Everything in Its Place: Benchmarking Spatial Intelligence of Text-to-Image Models
- •Alibaba introduces SpatialGenEval benchmark with 1,230 prompts to test spatial reasoning in text-to-image models.
- •Evaluation of 21 leading models reveals significant failures in higher-order tasks like occlusion and causality.
- •Fine-tuning models on the new SpatialT2I dataset yielded consistent performance gains up to 5.7%.
Current text-to-image models often produce breathtaking visuals that crumble under close scrutiny of spatial logic. While they can render a 'cat on a mat,' they frequently struggle with 'a cat hiding behind a box where only its ears are visible,' failing to grasp the nuances of depth and physical interaction. To bridge this gap, researchers from Alibaba-inc have developed SpatialGenEval, a rigorous benchmark—a standardized test used to compare performance—designed to probe the spatial intelligence of these systems across 1,230 information-dense prompts.
The benchmark moves beyond simple object placement, challenging models with complex scenarios involving occlusion (objects blocking each other) and causality. After evaluating 21 leading state-of-the-art (SOTA) models, the researchers confirmed a significant bottleneck: even the most advanced systems struggle with higher-order spatial reasoning. The study suggests that current training data lacks the descriptive depth needed for models to learn how physical objects truly occupy three-dimensional space.

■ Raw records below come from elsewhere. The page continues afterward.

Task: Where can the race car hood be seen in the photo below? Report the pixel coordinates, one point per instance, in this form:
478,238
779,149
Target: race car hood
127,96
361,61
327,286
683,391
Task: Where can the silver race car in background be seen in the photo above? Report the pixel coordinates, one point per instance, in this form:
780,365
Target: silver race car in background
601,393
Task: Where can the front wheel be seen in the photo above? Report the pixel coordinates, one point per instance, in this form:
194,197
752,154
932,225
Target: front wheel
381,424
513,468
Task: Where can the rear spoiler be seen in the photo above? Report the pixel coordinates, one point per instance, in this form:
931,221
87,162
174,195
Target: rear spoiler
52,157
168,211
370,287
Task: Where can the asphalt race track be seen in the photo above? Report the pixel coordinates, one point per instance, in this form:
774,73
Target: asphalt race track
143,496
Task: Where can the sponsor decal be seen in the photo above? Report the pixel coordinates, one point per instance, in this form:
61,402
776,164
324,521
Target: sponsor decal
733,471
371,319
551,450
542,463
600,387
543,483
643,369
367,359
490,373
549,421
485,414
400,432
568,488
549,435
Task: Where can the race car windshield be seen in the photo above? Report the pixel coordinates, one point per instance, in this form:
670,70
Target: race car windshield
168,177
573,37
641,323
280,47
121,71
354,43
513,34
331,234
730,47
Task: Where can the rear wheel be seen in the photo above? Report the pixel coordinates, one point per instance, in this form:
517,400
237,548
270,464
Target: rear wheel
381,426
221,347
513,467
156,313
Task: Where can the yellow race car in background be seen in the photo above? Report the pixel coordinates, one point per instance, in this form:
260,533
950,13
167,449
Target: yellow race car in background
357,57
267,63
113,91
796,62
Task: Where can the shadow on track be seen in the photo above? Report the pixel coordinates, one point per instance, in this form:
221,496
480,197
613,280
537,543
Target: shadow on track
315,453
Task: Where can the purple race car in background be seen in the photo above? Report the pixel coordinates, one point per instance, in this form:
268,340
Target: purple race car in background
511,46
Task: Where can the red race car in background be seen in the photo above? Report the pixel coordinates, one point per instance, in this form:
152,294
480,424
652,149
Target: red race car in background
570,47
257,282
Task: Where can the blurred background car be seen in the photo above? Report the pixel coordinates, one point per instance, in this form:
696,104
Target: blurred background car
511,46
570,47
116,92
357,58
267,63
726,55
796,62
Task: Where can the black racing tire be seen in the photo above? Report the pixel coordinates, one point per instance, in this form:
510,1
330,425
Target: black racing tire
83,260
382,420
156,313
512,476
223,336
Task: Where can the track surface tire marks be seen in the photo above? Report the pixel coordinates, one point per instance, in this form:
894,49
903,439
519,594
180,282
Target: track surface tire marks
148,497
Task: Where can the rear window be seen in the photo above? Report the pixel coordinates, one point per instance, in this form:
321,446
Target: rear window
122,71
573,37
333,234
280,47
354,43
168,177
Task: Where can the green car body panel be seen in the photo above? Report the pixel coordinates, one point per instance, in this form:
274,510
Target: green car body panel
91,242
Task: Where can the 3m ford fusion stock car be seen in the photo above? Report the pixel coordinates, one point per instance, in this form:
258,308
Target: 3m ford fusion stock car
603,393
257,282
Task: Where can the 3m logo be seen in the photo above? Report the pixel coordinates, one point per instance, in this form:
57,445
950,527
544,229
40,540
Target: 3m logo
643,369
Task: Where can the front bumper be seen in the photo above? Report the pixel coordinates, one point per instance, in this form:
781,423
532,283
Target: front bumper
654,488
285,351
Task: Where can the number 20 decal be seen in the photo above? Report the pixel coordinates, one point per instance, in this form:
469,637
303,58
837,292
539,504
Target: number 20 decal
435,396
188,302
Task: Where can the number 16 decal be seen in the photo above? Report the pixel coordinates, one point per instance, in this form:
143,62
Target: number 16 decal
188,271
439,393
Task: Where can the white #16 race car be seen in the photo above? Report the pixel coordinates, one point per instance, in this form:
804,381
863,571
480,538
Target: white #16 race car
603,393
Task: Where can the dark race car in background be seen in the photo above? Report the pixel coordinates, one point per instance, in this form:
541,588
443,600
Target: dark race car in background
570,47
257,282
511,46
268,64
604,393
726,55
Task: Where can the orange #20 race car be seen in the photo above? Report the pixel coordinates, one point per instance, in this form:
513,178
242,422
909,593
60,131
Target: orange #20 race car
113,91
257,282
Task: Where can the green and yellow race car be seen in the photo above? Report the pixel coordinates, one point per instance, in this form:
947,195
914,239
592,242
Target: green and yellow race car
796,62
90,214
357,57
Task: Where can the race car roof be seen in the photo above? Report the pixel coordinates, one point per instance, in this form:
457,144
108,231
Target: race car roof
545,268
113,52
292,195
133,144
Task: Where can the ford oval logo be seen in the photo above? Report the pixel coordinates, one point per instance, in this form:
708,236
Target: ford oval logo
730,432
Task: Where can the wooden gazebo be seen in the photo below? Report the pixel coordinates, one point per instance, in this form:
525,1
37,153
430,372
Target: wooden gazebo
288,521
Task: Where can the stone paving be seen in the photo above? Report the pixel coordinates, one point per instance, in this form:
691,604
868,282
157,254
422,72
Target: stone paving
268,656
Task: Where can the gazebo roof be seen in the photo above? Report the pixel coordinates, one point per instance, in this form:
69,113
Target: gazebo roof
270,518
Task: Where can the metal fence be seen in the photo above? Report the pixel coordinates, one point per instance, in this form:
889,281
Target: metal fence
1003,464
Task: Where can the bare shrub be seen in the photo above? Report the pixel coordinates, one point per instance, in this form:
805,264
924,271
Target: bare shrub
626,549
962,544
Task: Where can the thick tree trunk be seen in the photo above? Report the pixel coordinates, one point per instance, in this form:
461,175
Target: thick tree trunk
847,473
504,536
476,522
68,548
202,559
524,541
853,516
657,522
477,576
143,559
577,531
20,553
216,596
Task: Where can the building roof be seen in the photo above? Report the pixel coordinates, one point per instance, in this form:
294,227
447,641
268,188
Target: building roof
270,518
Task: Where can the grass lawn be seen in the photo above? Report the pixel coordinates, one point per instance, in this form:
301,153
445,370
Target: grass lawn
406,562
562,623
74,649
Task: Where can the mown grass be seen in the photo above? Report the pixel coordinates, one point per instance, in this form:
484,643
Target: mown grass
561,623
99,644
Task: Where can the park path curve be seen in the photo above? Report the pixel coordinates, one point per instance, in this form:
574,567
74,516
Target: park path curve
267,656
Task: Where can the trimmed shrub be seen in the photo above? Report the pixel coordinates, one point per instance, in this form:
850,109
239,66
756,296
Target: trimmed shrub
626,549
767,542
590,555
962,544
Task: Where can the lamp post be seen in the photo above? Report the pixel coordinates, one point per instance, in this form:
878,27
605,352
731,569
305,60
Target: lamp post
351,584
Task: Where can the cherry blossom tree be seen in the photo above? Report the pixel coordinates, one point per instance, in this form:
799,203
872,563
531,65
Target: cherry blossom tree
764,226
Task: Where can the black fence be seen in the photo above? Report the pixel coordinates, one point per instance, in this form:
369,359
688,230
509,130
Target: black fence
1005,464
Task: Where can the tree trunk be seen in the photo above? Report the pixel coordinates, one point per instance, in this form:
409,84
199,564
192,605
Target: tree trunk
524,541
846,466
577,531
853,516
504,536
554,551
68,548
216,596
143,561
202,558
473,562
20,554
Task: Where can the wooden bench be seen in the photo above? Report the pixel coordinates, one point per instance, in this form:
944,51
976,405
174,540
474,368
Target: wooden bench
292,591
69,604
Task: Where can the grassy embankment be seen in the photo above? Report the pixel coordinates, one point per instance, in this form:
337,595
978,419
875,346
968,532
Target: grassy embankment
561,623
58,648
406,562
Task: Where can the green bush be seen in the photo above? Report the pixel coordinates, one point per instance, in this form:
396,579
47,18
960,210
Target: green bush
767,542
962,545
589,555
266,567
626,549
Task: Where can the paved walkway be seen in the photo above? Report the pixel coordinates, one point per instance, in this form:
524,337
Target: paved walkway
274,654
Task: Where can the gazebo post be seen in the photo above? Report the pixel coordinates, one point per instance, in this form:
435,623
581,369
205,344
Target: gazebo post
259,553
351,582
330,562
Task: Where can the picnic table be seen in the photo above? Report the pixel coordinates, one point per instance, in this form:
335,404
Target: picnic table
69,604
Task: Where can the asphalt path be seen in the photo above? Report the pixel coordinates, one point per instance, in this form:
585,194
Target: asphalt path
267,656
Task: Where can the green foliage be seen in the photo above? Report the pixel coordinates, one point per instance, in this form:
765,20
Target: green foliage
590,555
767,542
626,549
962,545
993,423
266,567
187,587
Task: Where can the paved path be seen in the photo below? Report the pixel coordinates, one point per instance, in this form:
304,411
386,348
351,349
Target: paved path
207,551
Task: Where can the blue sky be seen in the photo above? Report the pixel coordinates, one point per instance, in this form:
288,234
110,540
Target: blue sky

To solve this, the team also released SpatialT2I, a dataset of 15,400 high-quality text-image pairs. By fine-tuning foundation models—pre-trained models used as a starting point for specialized tasks—such as Stable Diffusion-XL, which are part of a broader class of Multimodal AI, they achieved measurable improvements in spatial accuracy. This data-centric approach indicates that spatial intelligence is not just an architectural challenge but a matter of providing models with more precise, spatially-aware descriptions during the training process.